Jeevan Patnaik
2019-Jan-25 08:10 UTC
[Gluster-users] Is it required for a node to meet quorum over all the nodes in storage pool?
Hi, I'm just going through the concepts of quorum and split-brains with a cluster in general, and trying to understand GlusterFS quorums again which I previously found difficult to accurately understand. When we talk about server quorums, what I understand is that the concept is similar to STONITH in cluster i.e., we shoot the node that probably have issues/ make the bricks down preventing access at all. But I don't get how it calculates quorum. My understanding: In a distributed replicated volume, 1. All bricks in a replica set should have same data writes and hence, it is required to meet atleast 51% quorum on those replica sets. Now considering following 3x replica configuration: ServerA,B,C,D,E,F-> brickA,B,C,D,E,F respectively and serverG without any brick in storage pool. Scenario: ServerA,B,F formed a partition i.e., they are isolated with other nodes in storage pool.
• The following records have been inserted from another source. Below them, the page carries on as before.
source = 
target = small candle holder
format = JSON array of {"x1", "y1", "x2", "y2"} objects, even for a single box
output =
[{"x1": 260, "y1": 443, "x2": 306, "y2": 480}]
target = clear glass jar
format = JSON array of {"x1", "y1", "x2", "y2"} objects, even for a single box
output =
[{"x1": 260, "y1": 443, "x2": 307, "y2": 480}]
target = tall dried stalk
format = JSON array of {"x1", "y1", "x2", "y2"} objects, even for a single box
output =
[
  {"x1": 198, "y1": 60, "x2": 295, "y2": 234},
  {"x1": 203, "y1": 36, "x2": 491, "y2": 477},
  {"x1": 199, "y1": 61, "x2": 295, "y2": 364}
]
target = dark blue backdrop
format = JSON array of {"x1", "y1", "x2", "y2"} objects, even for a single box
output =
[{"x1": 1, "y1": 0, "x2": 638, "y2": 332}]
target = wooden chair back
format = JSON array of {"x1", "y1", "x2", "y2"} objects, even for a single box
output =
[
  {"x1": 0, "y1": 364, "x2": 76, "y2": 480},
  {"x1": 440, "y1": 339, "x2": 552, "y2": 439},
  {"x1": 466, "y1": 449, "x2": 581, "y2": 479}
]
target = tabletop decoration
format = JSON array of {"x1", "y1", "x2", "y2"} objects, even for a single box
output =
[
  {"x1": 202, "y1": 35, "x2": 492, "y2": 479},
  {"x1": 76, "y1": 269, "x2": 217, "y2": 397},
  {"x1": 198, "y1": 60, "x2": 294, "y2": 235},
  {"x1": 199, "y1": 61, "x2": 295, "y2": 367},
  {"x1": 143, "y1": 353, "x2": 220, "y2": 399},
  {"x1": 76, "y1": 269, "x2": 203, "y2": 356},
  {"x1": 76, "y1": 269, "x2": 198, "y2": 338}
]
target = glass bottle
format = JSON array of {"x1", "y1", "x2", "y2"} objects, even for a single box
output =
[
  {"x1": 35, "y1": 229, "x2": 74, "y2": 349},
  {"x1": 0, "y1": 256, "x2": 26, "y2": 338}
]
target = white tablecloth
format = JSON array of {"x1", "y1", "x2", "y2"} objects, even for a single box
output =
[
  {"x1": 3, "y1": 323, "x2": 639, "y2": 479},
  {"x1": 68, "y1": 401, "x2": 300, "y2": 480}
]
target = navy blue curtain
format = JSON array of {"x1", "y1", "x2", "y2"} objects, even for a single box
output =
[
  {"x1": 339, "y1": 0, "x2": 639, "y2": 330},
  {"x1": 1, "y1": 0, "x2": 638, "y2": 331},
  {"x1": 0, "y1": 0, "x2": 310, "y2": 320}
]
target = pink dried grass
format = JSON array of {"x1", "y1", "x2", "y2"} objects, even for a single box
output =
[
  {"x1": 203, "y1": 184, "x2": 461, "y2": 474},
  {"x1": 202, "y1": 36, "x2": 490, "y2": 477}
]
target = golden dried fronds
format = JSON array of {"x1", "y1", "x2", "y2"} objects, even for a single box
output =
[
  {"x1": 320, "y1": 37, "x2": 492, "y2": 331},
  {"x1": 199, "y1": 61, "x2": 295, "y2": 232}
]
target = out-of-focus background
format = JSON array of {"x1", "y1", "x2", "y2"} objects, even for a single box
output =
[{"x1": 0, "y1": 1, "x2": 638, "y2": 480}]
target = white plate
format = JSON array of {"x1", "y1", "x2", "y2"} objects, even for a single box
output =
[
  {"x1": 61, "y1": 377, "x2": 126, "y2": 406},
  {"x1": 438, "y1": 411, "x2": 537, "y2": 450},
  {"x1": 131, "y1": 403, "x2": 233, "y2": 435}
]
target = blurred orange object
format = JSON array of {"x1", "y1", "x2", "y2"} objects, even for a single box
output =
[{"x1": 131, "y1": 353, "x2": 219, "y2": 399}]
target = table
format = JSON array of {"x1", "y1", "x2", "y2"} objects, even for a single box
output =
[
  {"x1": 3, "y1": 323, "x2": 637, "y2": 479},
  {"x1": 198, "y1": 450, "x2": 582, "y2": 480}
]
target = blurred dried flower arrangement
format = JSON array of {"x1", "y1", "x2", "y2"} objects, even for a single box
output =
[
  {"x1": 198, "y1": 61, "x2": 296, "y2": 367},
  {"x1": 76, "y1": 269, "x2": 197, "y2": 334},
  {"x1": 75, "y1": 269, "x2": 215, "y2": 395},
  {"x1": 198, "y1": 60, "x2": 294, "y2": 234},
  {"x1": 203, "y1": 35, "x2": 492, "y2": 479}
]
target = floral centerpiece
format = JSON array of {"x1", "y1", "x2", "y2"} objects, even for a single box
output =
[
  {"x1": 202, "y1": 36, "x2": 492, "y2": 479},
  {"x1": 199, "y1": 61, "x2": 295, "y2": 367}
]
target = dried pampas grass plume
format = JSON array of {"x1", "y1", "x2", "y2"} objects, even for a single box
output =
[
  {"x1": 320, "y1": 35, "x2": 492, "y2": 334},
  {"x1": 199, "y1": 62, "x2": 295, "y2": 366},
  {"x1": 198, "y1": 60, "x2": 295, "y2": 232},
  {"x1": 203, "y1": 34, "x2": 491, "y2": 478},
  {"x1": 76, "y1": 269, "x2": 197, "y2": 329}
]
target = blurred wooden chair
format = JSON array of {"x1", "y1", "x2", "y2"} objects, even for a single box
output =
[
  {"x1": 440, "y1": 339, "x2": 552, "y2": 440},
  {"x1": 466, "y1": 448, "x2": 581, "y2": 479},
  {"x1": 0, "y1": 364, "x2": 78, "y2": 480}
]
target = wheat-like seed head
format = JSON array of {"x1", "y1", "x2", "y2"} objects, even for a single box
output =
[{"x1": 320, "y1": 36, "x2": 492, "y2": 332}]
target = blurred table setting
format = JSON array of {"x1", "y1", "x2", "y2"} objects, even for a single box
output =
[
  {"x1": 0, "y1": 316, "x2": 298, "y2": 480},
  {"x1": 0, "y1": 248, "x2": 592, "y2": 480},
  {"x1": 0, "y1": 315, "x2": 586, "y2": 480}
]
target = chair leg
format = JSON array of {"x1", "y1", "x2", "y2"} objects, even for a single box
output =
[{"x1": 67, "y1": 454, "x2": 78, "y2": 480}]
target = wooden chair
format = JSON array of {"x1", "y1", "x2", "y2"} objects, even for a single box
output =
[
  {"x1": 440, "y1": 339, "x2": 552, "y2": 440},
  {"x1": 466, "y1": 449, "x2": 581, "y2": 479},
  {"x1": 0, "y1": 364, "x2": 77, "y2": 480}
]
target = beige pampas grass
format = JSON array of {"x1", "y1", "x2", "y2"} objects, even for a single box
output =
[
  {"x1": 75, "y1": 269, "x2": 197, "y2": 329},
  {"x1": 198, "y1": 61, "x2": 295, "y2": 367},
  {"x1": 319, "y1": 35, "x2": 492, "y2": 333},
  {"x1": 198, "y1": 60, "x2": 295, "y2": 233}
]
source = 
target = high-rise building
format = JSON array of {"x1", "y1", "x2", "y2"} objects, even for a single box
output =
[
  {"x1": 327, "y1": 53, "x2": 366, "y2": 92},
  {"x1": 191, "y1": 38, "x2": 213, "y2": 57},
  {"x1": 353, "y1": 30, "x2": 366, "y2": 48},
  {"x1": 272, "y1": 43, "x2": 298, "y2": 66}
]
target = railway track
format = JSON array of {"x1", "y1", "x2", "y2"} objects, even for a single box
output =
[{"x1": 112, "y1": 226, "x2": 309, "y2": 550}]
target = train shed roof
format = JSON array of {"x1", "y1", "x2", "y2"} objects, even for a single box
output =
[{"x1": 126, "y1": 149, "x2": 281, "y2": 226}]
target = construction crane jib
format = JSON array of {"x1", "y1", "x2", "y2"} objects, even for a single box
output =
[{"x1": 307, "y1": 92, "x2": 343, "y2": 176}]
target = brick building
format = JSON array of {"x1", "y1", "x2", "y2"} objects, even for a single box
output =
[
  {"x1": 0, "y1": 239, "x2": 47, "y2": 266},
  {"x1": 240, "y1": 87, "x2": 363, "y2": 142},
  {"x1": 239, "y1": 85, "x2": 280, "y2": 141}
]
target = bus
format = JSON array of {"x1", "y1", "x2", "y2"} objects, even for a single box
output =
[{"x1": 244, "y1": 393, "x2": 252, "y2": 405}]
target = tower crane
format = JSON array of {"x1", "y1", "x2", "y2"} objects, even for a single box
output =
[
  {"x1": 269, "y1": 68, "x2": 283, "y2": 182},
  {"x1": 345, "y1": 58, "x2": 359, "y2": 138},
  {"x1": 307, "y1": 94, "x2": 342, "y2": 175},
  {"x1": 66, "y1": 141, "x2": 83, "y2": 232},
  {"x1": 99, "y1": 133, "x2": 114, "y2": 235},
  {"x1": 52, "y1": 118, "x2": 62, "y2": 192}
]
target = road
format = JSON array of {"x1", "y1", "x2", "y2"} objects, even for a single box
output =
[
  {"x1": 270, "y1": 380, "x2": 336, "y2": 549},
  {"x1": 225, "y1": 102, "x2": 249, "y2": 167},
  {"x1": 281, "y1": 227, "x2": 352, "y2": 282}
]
But serverA,B,C bricks are of same sub-volume, Hence if we consider quorum over sub-volumes, A and B meets quorum for it's only participating sub-volume and can serve the corresponding bricks. And the corresponding bricks on C should go down. But when we consider quorum over storage pool, C,D,E,G meets quorum whereas A,B,F is not. Hence, bricks on A,B,F should fail. And for C, the quorum still will not me met for it's sub-volume. So, it will go to read only mode. Sub-volume on D and E should work normally. So, with assumption that only sub-volume quorum is considered, we don't have any downtime on sub-volumes, but we have two partitions and if clients can access both, clients can still write and read on both the partitions separately and without data conflict. The split-brain problem arrives when some clients can access one partition and some other. If quorum is considered for entire storage pool, then this split-brain will not be seen as the problem nodes will be dead. And so why is it's not mandatory to enable server quorum to avoid this split-brain issue? And I also assume that quorum percentage should be greater than 50%. There's any option to set custom percentage. Why is it required? If all that is required is to kill the problem node partition (group) by identifying if it has the largest possible share (i.e. greater than 50), does the percentage really matter? Thanks in advance! Regards, Jeevan. -------------- next part -------------- An HTML attachment was scrubbed... URL: <lists.gluster.org/pipermail/gluster-users/attachments/20190125/295123d2/attachment.html>
Atin Mukherjee
2019-Jan-31 03:33 UTC
[Gluster-users] Is it required for a node to meet quorum over all the nodes in storage pool?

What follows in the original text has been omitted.